January 9, 2020 at 10:28 am

UNRWA has sacked 17 teachers from its schools in the Palestinian refugee camps in Lebanon, Safa news agency reported yesterday.

According to the human rights group, Shahed, UNRWA claimed that the teachers were surplus to necessity.

Shahed said that UNRWA had increased the number of classes each teacher had to cover in its schools and increased the number of students in them to over 50.

The rights group said that the UNRWA was also forcing teachers to teach subjects which were not their areas of expertise or qualification.

This has meant fewer teachers are needed but that education standards are dropping in the refugee camps.

UNRWA has faced a budget deficit since 2018 when the US State Department said Washington would “no longer commit funding” it.
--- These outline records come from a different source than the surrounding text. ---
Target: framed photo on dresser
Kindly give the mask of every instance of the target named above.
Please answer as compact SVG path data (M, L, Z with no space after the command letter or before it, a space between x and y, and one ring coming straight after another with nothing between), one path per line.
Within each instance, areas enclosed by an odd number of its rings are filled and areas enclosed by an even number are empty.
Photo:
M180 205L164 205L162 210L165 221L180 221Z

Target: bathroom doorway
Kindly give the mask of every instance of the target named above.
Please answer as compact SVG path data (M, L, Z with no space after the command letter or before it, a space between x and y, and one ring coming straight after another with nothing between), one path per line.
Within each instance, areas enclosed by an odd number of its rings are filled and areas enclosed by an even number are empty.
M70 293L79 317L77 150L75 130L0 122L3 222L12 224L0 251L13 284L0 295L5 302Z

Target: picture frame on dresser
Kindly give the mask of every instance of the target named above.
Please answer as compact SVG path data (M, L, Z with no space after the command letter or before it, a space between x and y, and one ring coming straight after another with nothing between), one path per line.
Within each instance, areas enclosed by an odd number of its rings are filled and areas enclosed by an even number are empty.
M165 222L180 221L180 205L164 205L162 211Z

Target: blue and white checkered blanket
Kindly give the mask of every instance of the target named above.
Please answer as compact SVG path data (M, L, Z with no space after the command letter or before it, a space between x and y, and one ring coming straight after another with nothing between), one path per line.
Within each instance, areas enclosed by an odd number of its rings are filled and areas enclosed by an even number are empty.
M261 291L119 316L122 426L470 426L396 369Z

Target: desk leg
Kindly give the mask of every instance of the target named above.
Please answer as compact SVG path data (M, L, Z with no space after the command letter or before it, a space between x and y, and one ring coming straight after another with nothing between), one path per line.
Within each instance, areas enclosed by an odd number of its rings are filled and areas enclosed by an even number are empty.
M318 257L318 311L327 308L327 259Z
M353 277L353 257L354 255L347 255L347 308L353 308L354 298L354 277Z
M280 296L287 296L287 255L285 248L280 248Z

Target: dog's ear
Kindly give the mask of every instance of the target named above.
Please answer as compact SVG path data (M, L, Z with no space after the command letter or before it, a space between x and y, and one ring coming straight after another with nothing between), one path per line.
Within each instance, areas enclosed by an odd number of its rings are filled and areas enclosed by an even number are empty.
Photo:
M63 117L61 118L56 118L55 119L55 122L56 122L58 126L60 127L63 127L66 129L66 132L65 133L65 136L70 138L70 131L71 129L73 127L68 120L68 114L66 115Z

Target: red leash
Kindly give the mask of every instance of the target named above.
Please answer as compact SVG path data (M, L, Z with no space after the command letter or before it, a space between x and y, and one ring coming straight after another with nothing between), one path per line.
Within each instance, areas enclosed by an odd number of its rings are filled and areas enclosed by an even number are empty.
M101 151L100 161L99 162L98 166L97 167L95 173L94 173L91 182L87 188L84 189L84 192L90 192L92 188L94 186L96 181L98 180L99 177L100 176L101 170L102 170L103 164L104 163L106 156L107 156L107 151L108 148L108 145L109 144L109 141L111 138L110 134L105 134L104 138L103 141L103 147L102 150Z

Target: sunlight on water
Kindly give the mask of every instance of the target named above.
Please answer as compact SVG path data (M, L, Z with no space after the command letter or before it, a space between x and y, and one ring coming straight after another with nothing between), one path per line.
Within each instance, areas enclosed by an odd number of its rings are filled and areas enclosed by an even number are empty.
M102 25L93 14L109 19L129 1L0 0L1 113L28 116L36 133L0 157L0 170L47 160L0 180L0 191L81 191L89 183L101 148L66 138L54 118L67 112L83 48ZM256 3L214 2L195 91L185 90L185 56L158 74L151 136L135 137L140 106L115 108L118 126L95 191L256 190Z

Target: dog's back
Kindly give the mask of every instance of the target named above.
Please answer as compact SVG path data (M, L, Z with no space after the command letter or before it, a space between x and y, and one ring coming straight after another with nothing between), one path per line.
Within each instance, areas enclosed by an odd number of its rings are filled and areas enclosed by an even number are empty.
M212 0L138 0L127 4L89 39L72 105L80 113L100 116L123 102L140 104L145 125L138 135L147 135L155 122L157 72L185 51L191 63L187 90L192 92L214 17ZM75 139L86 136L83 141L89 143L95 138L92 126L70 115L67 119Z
READ: Israel’s renewed campaign against UNRWA is an attack on Palestinian education and liberation 

The US had been UNRWA’s largest contributor by far, providing it with $350 million annually — roughly a quarter of the agency’s overall budget.
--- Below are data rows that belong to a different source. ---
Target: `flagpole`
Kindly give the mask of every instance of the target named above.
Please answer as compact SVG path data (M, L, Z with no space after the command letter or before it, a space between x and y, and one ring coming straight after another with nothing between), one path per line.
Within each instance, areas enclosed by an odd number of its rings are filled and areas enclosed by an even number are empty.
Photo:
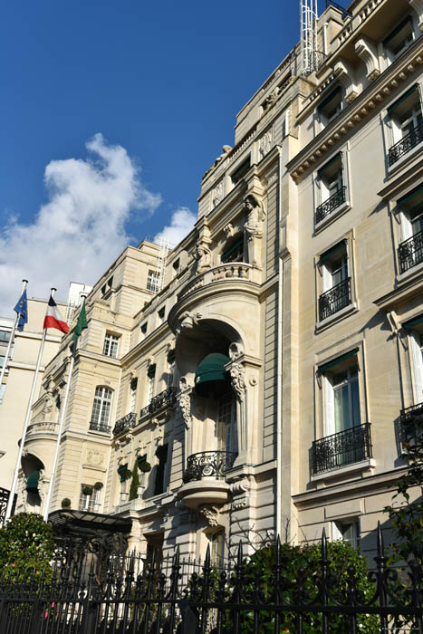
M81 295L81 298L82 300L82 305L83 305L83 303L85 301L85 295ZM66 383L66 389L64 392L63 405L62 406L59 431L57 432L56 449L54 452L54 460L53 462L52 473L50 475L50 483L49 483L49 490L48 490L48 494L47 494L47 499L45 500L45 504L44 504L44 512L43 512L43 515L44 522L47 522L49 511L50 511L50 504L52 502L53 487L54 485L54 477L56 475L57 462L59 460L59 450L60 450L60 445L61 445L61 439L62 439L62 433L63 430L64 418L66 416L66 408L68 405L69 392L71 389L71 380L72 380L72 374L73 371L73 363L75 360L75 355L76 355L76 351L78 349L79 341L80 341L80 339L78 337L77 341L74 341L72 344L71 344L72 355L71 355L71 363L69 366L68 382Z
M28 280L22 280L22 291L21 291L21 294L19 295L19 297L22 297L22 293L26 289L27 283L28 283ZM19 313L16 312L14 315L14 326L13 326L12 331L10 333L9 343L7 344L7 350L5 351L5 360L3 362L2 371L0 373L0 389L1 389L1 387L3 385L3 378L5 376L5 369L7 366L7 361L9 360L9 354L10 354L10 350L12 348L12 343L14 341L14 333L16 332L16 325L17 325L17 321L18 321L19 317L20 317Z
M55 288L51 289L52 297L54 294L54 291L56 291L56 290L57 289L55 289ZM18 452L18 456L17 456L16 466L14 467L14 479L12 482L12 487L11 487L10 493L9 493L9 499L7 502L7 508L6 508L5 516L5 523L7 522L10 515L12 514L12 506L14 504L14 493L16 491L17 476L19 473L19 468L21 466L22 454L24 452L24 445L25 444L25 438L26 438L26 430L28 428L28 423L29 423L29 420L31 418L31 408L33 407L33 400L34 400L34 395L35 393L35 388L36 388L36 383L37 383L37 379L38 379L38 372L39 372L40 366L41 366L41 360L43 358L43 350L44 347L46 331L47 331L47 329L44 328L43 324L43 338L41 340L40 350L38 351L38 359L37 359L37 363L35 366L35 371L34 373L33 385L31 387L31 393L29 395L28 407L26 408L25 420L24 423L24 429L22 431L22 437L21 437L21 442L19 445L19 452Z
This came a month after reports emerged of a secret American report stated that there are only 40,000 Palestinian refugees, noting they are the Palestinians who left their homeland in 1948 and remain alive today and not their descendants.
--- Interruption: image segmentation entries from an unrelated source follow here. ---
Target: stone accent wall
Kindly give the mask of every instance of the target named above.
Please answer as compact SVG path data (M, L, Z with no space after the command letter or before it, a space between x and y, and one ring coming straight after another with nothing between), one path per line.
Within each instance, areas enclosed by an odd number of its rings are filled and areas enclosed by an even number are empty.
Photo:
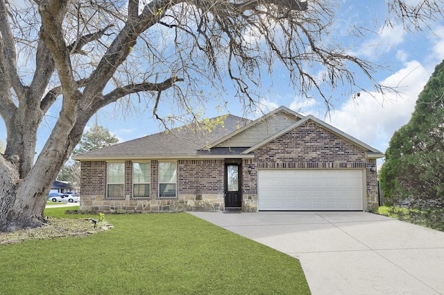
M223 194L180 195L176 199L107 199L103 195L82 195L80 213L149 213L179 211L223 211Z

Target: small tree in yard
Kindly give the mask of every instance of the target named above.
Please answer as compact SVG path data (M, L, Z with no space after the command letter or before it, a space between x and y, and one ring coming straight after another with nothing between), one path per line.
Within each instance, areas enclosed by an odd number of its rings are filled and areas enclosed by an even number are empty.
M0 231L44 222L51 183L89 119L112 103L143 102L161 119L164 103L172 115L192 117L195 106L205 104L204 87L224 91L230 81L227 87L252 106L252 89L277 63L300 94L318 90L327 104L325 85L362 90L355 77L364 73L373 81L371 65L329 38L336 3L0 0L0 115L7 130ZM423 6L420 17L427 15ZM35 158L37 128L50 108L57 121Z
M444 61L420 94L410 121L392 137L380 173L386 197L409 217L444 229Z

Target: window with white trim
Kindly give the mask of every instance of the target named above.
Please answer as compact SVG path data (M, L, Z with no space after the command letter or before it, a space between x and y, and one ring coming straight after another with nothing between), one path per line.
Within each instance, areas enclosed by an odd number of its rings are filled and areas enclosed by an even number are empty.
M151 165L133 162L133 197L149 198Z
M159 162L159 196L160 198L176 198L176 162Z
M106 195L108 198L123 198L125 163L106 164Z

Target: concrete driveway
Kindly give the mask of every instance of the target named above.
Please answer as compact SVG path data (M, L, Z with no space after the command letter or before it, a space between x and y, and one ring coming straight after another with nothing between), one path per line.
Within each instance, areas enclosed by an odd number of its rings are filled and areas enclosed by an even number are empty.
M444 233L362 212L190 214L299 259L313 295L444 294Z

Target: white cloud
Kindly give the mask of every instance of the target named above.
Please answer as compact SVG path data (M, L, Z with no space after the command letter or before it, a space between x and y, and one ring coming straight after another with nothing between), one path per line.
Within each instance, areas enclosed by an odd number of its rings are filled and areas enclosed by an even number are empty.
M436 58L439 60L444 60L444 27L441 26L434 31L432 42L434 43L433 46L434 58Z
M264 114L268 113L272 110L277 109L280 106L270 101L267 99L262 99L259 102L256 110L254 111L254 116L255 118L259 118L259 117L263 116Z
M331 121L326 121L384 152L393 133L410 119L430 74L418 62L407 62L382 82L397 87L400 92L361 93L332 111Z
M314 98L304 99L302 97L295 97L290 103L289 109L298 112L307 112L315 106L318 106L319 102Z
M366 58L380 56L402 43L405 37L402 26L381 26L378 35L355 47L352 54ZM402 56L401 56L402 57Z

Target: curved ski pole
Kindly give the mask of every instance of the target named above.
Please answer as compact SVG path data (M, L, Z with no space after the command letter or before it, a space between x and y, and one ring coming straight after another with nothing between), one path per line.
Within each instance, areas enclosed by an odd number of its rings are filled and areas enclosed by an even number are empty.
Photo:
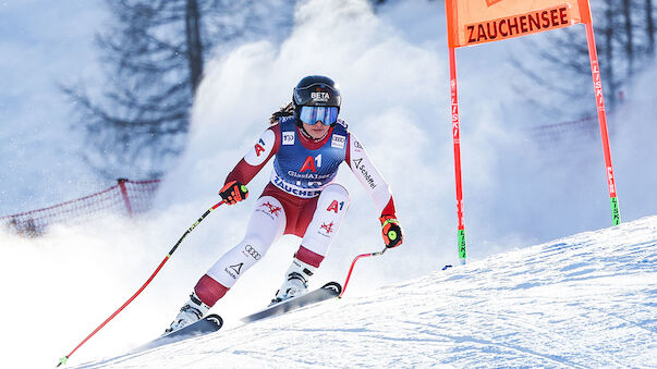
M130 303L132 303L142 293L142 291L144 291L144 288L146 288L146 286L150 283L150 281L153 281L153 279L155 278L155 275L157 273L159 273L160 269L162 269L162 267L169 260L169 258L171 257L171 255L173 255L173 253L175 253L175 249L178 248L178 246L180 246L180 244L187 236L187 234L190 234L190 232L192 232L196 227L196 225L198 225L198 223L200 223L205 219L205 217L207 217L210 212L212 212L212 210L217 209L222 204L223 204L223 200L220 201L220 202L218 202L218 204L216 204L215 206L212 206L211 208L209 208L206 212L204 212L203 216L200 216L200 218L198 218L198 220L194 224L192 224L192 226L190 226L190 229L187 231L185 231L185 233L182 235L182 237L180 237L180 239L178 239L178 242L175 243L175 245L173 245L173 248L171 248L171 250L169 251L169 254L167 254L167 256L160 262L160 265L157 267L157 269L153 272L153 274L150 274L150 278L148 278L148 280L146 281L146 283L144 283L144 285L142 285L142 287L134 295L132 295L132 297L130 297L123 305L121 305L121 307L119 309L117 309L117 311L114 311L114 313L112 313L100 325L98 325L98 328L96 328L94 330L94 332L92 332L89 335L87 335L86 339L84 339L80 344L77 344L77 346L75 346L75 348L73 348L73 350L71 353L69 353L69 355L66 355L66 356L62 357L61 359L59 359L59 364L57 365L57 367L59 367L61 365L65 365L66 361L69 360L69 358L71 357L71 355L73 355L73 353L75 353L77 350L77 348L80 348L82 345L84 345L92 336L94 336L94 334L98 333L98 331L100 331L105 327L105 324L107 324L110 320L114 319L114 317L117 315L119 315L119 312L121 312Z
M387 249L388 249L388 247L385 247L382 250L380 250L378 253L362 254L362 255L356 256L354 258L354 261L352 261L352 263L351 263L351 268L349 268L349 273L346 274L346 280L344 281L344 286L342 286L342 292L340 293L340 296L338 296L338 298L342 298L342 295L344 295L344 291L346 291L346 284L349 284L349 280L351 279L351 272L354 270L354 266L356 265L356 261L361 258L384 255L384 253L386 253Z

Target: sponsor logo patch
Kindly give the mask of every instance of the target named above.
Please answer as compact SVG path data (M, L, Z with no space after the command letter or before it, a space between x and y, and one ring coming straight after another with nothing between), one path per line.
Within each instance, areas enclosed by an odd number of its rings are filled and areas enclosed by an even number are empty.
M344 143L346 142L346 137L340 135L333 135L331 138L331 147L337 147L339 149L344 148Z

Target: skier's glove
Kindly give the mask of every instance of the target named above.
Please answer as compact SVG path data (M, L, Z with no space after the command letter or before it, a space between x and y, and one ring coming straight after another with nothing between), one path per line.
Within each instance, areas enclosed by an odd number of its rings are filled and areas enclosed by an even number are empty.
M227 205L233 205L246 199L248 197L248 189L240 182L231 181L219 189L219 196L221 196Z
M381 216L381 233L386 247L392 248L401 245L404 242L401 225L393 216Z

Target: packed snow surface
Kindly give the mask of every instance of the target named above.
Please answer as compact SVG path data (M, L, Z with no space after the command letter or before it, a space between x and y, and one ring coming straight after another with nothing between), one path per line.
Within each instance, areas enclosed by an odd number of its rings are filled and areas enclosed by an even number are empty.
M655 281L650 217L81 368L657 367Z

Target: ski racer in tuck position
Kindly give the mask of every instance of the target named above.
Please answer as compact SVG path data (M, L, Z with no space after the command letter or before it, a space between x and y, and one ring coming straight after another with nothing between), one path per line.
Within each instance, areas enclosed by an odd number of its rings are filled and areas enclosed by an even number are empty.
M248 197L246 184L276 157L271 180L256 201L244 239L200 278L166 332L200 320L282 234L302 241L272 304L307 292L308 279L324 260L349 207L346 189L333 182L343 161L380 211L386 246L402 244L390 187L346 123L338 119L340 103L333 81L313 75L301 79L292 102L271 115L269 128L219 190L228 205L242 201Z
US President Donald Trump’s senior adviser and son-in-law, Jared Kushner, is reported to have tried to pressure Jordan to strip more than two million Palestinians of refugee status in a move that aims to end the work of the United Nations Relief and Works Agency for Palestine Refugees (UNRWA).

In December 2019 US Congress leaders agreed to contribute $150 million towards Palestinians in the West Bank, Gaza and East Jerusalem including to support civilian and humanitarian programmes and institutions that lost funding in 2018 as a result of the administration’s cuts.